A China de João Pedro Rodrigues e João Rui da Costa Mata (A Última Vez que Vi Macau; Alvorada Vermelha; China, China)
A China de João Pedro Rodrigues e João Rui da Costa Mata (A Última Vez que Vi Macau, Alvorada Vermelha, China, China)
Do mais recente ao mais antigo, os três filmes feitos em parceria pelos portugueses João Pedro Rodrigues e João Rui da Costa Mata na China ou sobre personagens chineses caminham rumo a uma maior radicalidade na dramaturgia. Se China, China é uma ficção tradicional, A Última Vez que Vi Macau é um filme híbrido. Para complicar ainda mais classificações, nenhum deles está próxima do registro de Morrer Como um Homem, o longa de Rodrigues (Costa Mata é corroteirista, montador e diretor de arte nessa produção) mais conhecido no Brasil.
China, China mostra a breve manhã de uma jovem esposa que levantou tarde, não abriu o supermercado como combinado e tem de ouvir os berros do marido enquanto tenta dar atenção ao filho. Uma mulher imbuída do desejo, tema recorrente na obra de Rodrigues, que flerta até com a morte de sua família para conseguir se libertar.
Alvorada Vermelha documenta a rotina do Mercado Vermelho de Macau, tentando extrair com a montagem uma poesia do ritmo dos gestos. A morte e a lida despreocupada com ela – pois se matam aves e peixes como quem lava louças – é o que dá um elo aos personagens.
A Última Vez que Vi Macau recupera um subtexto que rondou Alvorada Vermelha: a atriz Jane Russell e seu papel em Macau, de Sternberg/Ray. Mas dá um passo além: as imagens documentais são banhadas num roteiro ficcional. Não está claro quem vem antes, o enredo ou as imagens, mas pouco importa essa hierarquização.

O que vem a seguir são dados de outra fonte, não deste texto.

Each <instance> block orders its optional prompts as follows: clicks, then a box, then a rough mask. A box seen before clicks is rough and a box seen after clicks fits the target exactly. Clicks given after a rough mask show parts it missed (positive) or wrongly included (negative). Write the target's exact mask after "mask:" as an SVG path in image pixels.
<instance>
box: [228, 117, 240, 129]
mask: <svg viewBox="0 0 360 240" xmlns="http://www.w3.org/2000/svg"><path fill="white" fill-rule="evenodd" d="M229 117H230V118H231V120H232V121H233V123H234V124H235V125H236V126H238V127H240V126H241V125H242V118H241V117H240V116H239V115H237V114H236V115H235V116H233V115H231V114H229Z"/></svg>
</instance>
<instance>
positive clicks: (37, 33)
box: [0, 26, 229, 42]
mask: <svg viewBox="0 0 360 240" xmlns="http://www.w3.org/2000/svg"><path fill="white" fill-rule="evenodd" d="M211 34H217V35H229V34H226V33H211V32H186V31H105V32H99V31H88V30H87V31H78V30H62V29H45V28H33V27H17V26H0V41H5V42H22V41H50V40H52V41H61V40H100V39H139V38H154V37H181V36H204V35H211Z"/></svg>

Ao contrário dos outros filmes de Rodrigues, não há corpo, apenas o desejo. O corpo é invisível, representado por uma voz, um desafio semelhante a Viajo Porque Preciso, Volto Porque te Amo – com a diferença que o filme de Aïnouz e Gomes é majoritariamente um diário, confessionário sentimental, enquanto o de Rodrigues recorre também a uma trama policial e à fábula.
Misturar gêneros não é necessariamente uma novidade para o realizador português. Morrer Como um Homem agrega melodrama, tragédia e musical. A manipulação dramatúrgica é que caminhou mais radicalmente.
Neste A Última Vez que Vi Macau, que não me parece manter-se equilibrado do começo ao fim na tentativa de captar memórias, o imaginário, algo permanece: o sentimento de perda que guia o personagem/voz a essa cidade que seduz. No diálogo mais firme do filme, diz-se: “Quatrocentos anos de presença portuguesa em Macau, mas hoje ninguém fala português”.
A memória do colonizador busca um passado de protagonismo. O presente que ele encontra não lhe atribui esse protagonismo, pelo contrário: os rastros do que há de português naquela cidade vigiada são raros.
O que mais interessa não é este filme em si, porque a experiência de vê-lo é prazerosa, mas acaba na sala, mas o que ele vai resultar. Para onde vai caminhar o cinema de alguém que faz Morrer Como Um Homem e, três anos depois A Última Vez que Vi Macau?